Denon DJ’s promo video
Our first thoughts
Denon DJ is right to tout this as a turning point, at least technologically. In our view though this is not quite the turning point culturally, mainly because Denon DJ’s hardware still has relatively small market penetration, and the biggest services – Spotify and Apple Music – are notably missing.
However it is is hard now not to see Pioneer DJ responding with similar hardware, which would be where this truly would storm towards becoming an expected option in all DJ booths. From a business point of view, it will be interesting to see how much of a lead Denon DJ steals against Pioneer DJ before this happens.
It’s notable that at this stage any offline option – allowing DJs to cache music locally, negating the need for reliable internet at all – is only available in the Beatport offerings. At $40/month for 50 tracks offline or $60/month for 100 tracks offline*, it is puzzlingly expensive and currently doesn’t make much sense, as it would usually prove cheaper just to buy the tracks. Presumably this price will drop substantially over time, but currently this will be seen by many as a disappointment.
All your questions answered live…
This is a recording of our Tuesday Tips Live show, broadcast to our community on our Global DJ Network private Facebook Group. To join the group for free, go to our public Facebook Page, hit “Message”, and send us the word “Join”.
One other thing worth pointing out that may prove to be a huge influence on DJs and their playlists is that with these services right at DJs’ fingertips in the booth, the roles of curated playlists will grow: It will become completely possible, for better or worse, for a DJ to load a chart, DJ playlist or genre selection and DJ straight from that, just as consumers choose “mood” playlists rather than self-select the tracks they want to hear.

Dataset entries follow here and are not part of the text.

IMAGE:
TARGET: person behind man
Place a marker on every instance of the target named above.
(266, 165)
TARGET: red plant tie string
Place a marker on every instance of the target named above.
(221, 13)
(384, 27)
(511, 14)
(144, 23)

While this means artists will be able to bypass record labels entirely and put their tracks right on the control screen of DJs in booths worldwide, easily and cheaply, conversely it also means some DJs will inevitably simply load pre-prepared sets from the streaming services, avoiding the need to crate dig at all, to the obvious detriment of musical diversity.
With 100s of millions of tunes in the booth and available to the modern DJ, instead of just, say, 80 in a vinyl box, as was the norm a mere 20 years ago, this would be a somewhat ironic outcome of all of this innovation, and means as a culture we will need to reinforce the importance of looking “outside of the box” for your music and sometimes taking risks with what you play.
* Beatport has been in touch to say that contrary to what was in Denon DJ’s PR, this price is not confirmed at this point, so presumably they are insinuating it may be cheaper upon arrival. Watch this space for more details; we certainly hope it does come in at a lower rate.
• Final streaming service partnership details will be formally announced this summer, with firmware also rolling out around the same time.